Burada Rumi diyarında temkinliyim, sufi bilemediğim bir sürem, lakin Türküm, geçit gök gürültüsünden.
Burada Rumi diyarında temkinliyim, sufi bilemediğim bir sürem, lakin Türküm, geçit gök gürültüsünden.
Ne töre ne kul! Memuriyetimden biliyorum, Nizami Mülk’den,
icazet Öksüz Türk’den. Bak, bu ne
Leyla ne Mecnun, ne de Romeo, Juliet onlar, inanır mısınız, öğrenir misiniz bu
alegoriyi, merhametsizlerden?
Honje Masamune yüreğimdekini bilir, yatağan kiraz mevsimi mi
bilemeyeceğim, belki, beni ikiye ayırdı mı söylence? Uzakmışım!
Gösterişli bir kötü var şimdi beni öylece kendi kurallarına
bırakan. Ancak bir de iyi var, onun
özlemi sarıyor bir kenti, kim planlarsa kenti, öyle bir yalnızlık, okudum onda.
Gözlerinde. Bu eprimiş bir kelime bile
olsa, bunu değiştirmezse kâtip, kuralı yazan, eprimiş ipek gibi kalır bu eskil
kentimdem gelen.
Eskil kentimin prensesi, geleceğimin ecesi ne zamandır
bilmiyorum böyle bir şeyi, yok oluyor her şey kendiliğinden.

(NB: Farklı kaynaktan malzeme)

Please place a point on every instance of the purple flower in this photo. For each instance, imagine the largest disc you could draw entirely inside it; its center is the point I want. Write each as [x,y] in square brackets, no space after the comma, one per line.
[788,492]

Yaban yangını veya selin kuralını geride bıraktık belki, o
günün ilk ışığı, ipek yolunun gözdesi. Kendini özel sanan kapılacak kapıldığına.
O öyle bilecek her şeyi yalnızca yanımda iken.
Yaşamak, huysuzluğum azalacak, çöl hatırlamayacak beni, ben
ondan, o benden. Yapacağımız var, Tanrım adınla sesleneceğim bir cuma günü,
antik, kırk suremim onda, kırk ömrümden.